These files are the supplementary data and code files for the following paper


Quantifying finer-scale behaviours using self-organising maps (SOMs) to link accelerometery signatures with behavioural patterns in free-roaming terrestrial animals.


Authors:

Nicole Galea, Fern Murphy, Joshua L. Gaschk, David S. Schoeman, Christofer J. Clemente

Corresponding Author: C. J. Clemente

Email: cclement@usc.edu.au

Description.

There are three data sets included in this set

Matlab files: Cats_align_video_6.m (+ Cats_align_video_6.fig)

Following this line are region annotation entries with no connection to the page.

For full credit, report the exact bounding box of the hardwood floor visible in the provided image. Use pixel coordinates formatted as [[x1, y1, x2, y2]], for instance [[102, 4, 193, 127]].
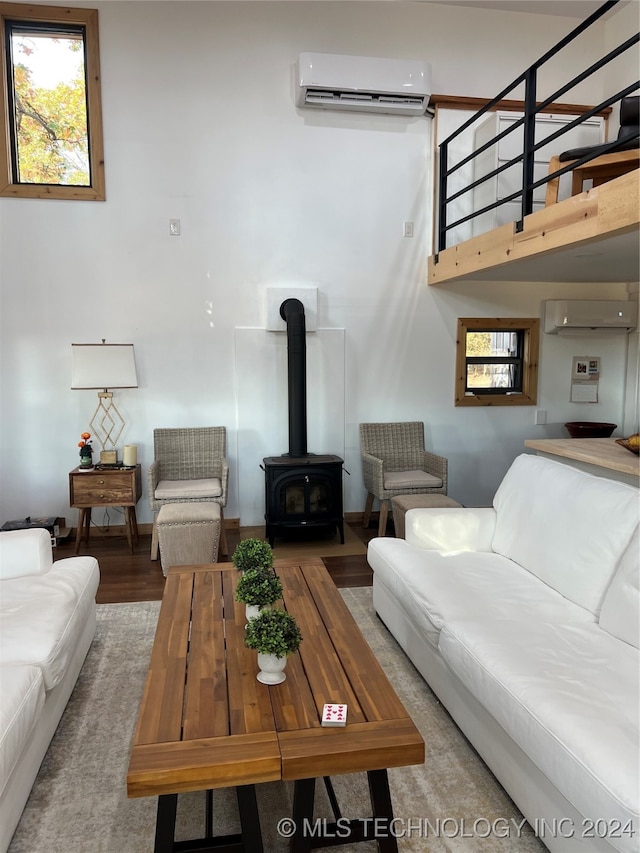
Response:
[[54, 523, 380, 604]]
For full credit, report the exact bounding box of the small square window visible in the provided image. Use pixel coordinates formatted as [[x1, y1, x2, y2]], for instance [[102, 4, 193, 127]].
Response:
[[456, 318, 540, 406]]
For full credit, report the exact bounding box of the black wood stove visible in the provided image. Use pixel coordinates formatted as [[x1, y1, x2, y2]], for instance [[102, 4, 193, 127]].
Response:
[[263, 299, 344, 546]]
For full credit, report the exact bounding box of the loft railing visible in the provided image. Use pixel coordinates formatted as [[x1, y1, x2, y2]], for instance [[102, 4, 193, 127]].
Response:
[[435, 0, 640, 253]]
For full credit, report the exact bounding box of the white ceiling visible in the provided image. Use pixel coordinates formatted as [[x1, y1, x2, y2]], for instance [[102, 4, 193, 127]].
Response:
[[424, 0, 640, 21]]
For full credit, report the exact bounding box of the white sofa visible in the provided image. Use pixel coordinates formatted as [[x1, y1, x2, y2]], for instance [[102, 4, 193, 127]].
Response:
[[368, 454, 640, 853], [0, 529, 99, 853]]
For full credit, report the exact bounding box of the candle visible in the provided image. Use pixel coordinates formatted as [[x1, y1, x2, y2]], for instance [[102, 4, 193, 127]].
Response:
[[122, 444, 138, 468]]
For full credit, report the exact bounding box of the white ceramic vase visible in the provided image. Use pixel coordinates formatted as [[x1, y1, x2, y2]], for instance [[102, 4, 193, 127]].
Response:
[[244, 604, 260, 622], [256, 652, 287, 684]]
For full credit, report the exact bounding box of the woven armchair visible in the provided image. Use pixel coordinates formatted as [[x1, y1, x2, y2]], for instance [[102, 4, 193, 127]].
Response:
[[360, 421, 448, 536], [147, 427, 229, 560]]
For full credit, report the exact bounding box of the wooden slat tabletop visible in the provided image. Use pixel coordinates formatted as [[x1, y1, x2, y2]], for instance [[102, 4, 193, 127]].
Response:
[[127, 558, 424, 797]]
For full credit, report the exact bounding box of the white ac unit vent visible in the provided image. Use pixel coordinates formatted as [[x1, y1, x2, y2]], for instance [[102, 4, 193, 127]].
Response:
[[544, 299, 638, 335], [296, 53, 431, 116]]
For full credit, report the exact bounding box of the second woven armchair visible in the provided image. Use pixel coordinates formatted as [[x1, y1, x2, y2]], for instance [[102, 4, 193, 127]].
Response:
[[360, 421, 448, 536], [147, 427, 229, 560]]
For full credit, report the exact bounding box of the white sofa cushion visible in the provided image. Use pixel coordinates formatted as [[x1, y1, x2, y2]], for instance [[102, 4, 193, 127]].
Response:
[[493, 454, 638, 614], [600, 529, 640, 649], [0, 557, 100, 690], [154, 477, 222, 501], [0, 666, 45, 794], [404, 507, 496, 551], [439, 618, 640, 851], [367, 540, 594, 648], [0, 527, 53, 581]]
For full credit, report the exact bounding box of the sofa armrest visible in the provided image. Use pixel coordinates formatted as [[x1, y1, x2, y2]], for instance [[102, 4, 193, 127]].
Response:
[[0, 527, 53, 580], [405, 507, 496, 551]]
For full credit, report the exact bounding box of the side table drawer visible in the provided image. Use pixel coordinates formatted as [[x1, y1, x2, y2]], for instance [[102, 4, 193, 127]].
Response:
[[69, 471, 137, 507]]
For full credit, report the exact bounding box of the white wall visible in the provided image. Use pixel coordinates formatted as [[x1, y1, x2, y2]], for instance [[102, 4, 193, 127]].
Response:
[[0, 0, 626, 524]]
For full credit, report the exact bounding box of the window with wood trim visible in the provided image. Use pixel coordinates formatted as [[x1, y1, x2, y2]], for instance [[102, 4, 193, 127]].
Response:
[[0, 2, 105, 201], [455, 317, 540, 406]]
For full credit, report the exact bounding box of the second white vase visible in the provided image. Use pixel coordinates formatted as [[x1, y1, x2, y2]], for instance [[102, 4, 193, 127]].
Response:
[[256, 652, 287, 684]]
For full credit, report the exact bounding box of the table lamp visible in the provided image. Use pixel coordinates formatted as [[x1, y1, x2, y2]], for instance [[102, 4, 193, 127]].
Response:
[[71, 339, 138, 464]]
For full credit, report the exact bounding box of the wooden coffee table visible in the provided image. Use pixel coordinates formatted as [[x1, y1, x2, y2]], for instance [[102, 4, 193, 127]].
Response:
[[127, 559, 424, 853]]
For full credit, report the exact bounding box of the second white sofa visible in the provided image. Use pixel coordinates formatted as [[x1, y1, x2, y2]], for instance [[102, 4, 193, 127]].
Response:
[[0, 529, 100, 853], [368, 454, 640, 853]]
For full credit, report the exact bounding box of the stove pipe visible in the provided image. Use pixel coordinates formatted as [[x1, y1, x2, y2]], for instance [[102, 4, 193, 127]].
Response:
[[280, 299, 307, 456]]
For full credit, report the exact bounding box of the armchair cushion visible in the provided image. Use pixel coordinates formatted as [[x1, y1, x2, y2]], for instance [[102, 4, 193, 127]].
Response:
[[384, 471, 442, 491], [154, 477, 222, 501]]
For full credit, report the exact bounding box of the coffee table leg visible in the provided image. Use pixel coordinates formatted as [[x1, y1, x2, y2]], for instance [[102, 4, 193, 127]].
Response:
[[236, 785, 263, 853], [289, 779, 316, 853], [153, 794, 178, 853], [367, 770, 398, 853]]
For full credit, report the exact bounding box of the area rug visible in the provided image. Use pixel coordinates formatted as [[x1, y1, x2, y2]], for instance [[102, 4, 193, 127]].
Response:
[[9, 588, 545, 853], [240, 524, 367, 559]]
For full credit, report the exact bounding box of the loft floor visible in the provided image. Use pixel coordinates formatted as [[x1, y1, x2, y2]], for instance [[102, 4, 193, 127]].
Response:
[[428, 170, 640, 285]]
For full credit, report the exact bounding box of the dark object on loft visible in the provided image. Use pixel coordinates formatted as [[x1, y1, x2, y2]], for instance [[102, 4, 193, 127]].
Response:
[[558, 95, 640, 163], [565, 421, 617, 438], [545, 95, 640, 205]]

These files are to be run in the matlab environment, and are primarily used to synchronise video and accelerometer data, and then tag individual behaviours. The input of this code is an accelerometer trace and a video file, which is synchronised using several taps. Instructions to use the code is provided in the supplementary material.


The output of this code is a data frame consisting of the raw X,Y,Z accelerometer data, trimmed to the length of an input video, and a column of tagged behaviour.


This output file is then input into the R environment using the following code.

R: Cat_code_maple_workshop.R


This code takes the output of the matlab script (can be several files which are read in a for loop) and applies the classifiers based on Tatler et al. (2018) applied in rolling epochs 50 samples long.


The output from this file is a combined file where each row represents a single epoch defined by 26 classifiers, and labelled with the most common behaviour during the epoch. This file is then used as the input for the SOM network.


Tatler, J., Cassey, P., & Prowse, T,A,A. (2018) High accuracy at low frequency: detailed behavioural classification from accelerometer data, Journal of Experimental Biology, 22(23): jeb.184085.

R: Cat_SOM_2020.R


This code reads in the output from the code above. It contains two functions:

trSamp – creates a training or testing data set with a variable sample size.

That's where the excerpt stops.